In a small town in the Berkshire foothills, there was a Yankee sensibility: little entertainment and no public water in 1966 meant hardiness and virtue. Our house was left to burn. My brothers had the clothes they were wearing. My sisters, parents, and I salvaged some clothes although faintly lined with tar smell and loss. But we were safe. When we left the land around sunset (the house burned until 2am), most of us kids packed in our light green stationwagon, our mother stopped to yell at our closest neighbors who had spread a blanket out on a knoll, packed a picnic basket, and watched as our house collapsed in on itself. But the next day other neighbors with kids our age and size dropped box after box of clothes at our grandmother's doorstep. For years we lived in the kind elbows of our neighbors' clothes. After that fire, our parents divorced, and my mother and my siblings lived in a house with light and laughter for the first time.

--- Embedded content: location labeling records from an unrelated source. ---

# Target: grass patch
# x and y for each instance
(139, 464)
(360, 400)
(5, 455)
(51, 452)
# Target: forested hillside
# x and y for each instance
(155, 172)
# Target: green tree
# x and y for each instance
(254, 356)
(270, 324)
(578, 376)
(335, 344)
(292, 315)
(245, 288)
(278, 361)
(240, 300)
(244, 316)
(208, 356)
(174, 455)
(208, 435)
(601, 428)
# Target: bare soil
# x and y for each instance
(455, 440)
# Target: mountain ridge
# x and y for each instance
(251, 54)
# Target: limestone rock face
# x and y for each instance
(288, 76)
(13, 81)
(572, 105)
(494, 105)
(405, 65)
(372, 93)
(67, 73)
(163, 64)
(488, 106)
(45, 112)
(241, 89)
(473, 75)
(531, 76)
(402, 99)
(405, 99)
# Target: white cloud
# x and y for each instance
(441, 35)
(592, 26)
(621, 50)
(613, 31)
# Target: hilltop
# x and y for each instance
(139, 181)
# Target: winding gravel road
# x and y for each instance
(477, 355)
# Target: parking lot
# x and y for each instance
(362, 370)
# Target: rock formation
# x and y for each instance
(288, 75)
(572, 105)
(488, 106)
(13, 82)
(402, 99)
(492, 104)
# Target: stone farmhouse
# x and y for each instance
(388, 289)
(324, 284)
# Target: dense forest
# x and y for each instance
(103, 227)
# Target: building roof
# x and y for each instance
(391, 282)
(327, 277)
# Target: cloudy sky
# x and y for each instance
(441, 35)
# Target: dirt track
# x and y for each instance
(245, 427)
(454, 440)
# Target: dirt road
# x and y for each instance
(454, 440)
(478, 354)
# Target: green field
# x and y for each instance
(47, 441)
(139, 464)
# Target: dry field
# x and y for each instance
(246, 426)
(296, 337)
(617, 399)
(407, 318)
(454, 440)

Forty years later with a clipboard, name tag, and Red Cross jacket, I arrived on the scene of hot fires, we called them, ones in which the engines were still doing their work: ladders raised, great torrents of water, men and women in black and yellow suits rushing in and out. After classes in CPR and First Aid, multiculturalism, filling out the myriad forms, communicating, and more, I was unprepared for the first disaster: an act of arson to a dilapidated home of a woman who horded in a neighborhood changing into cul-de-sacs and McMansions. Another Red Cross volunteer and I walked through what was left of the home, and the smell made me six years old again. But with a pen and training, we could give this woman a clean, safe place to stay, clothes, and food for two weeks. Tears came when she took hold the first credit card she'd ever had, the one we gave her with enough money for meals.
And three months later I was dispatched to Houston, then Baton Rouge, then Lake Charles, Louisiana on day six after Katrina ripped the South open. This was no fire. For the four thousand sleeping on mattresses stacked in a stadium, this was water, and this was wind. They brought TV sets and picture albums. Some brought only their clothes. One couple in their eighties had thought they could wait the storm out. When they were both swimming in their living room, he lost his glasses, but held her hand and guided her out. She was diabetic. It was days after the flood, and he still couldn't see. Luckily, she had medication. I guided his hand to the right lines for him to sign on the form that would guarantee him at least a little money. (All ATMs were shut down. Banks were underwater.) Everyone said the wind was what scared them.
What I saw again and again were strangers helping. Despite theft and hording, our shelter became a small town. Fresh fruit would appear on a family's chair. Young women would bring food for older women. Young men, tough in their t-shirts and tattoos, charmed volunteers and elderly by giving up their seats or leading them to shade or bringing them news of relatives. Many prayed. The network formed quickly for news of where to go for used clothing, where the laundromat was, what bus to take, where you could keep your dogs. Disaster had made each person a bright shiny penny.
And when Rita came through Lake Charles, the people packed their things and took each other in. They watched and spread wings, and did what they had to do. They survived on kindness and recognition that they were alive, that things are things. That's all.
Disaster changes everything. For some, recovery means something bright.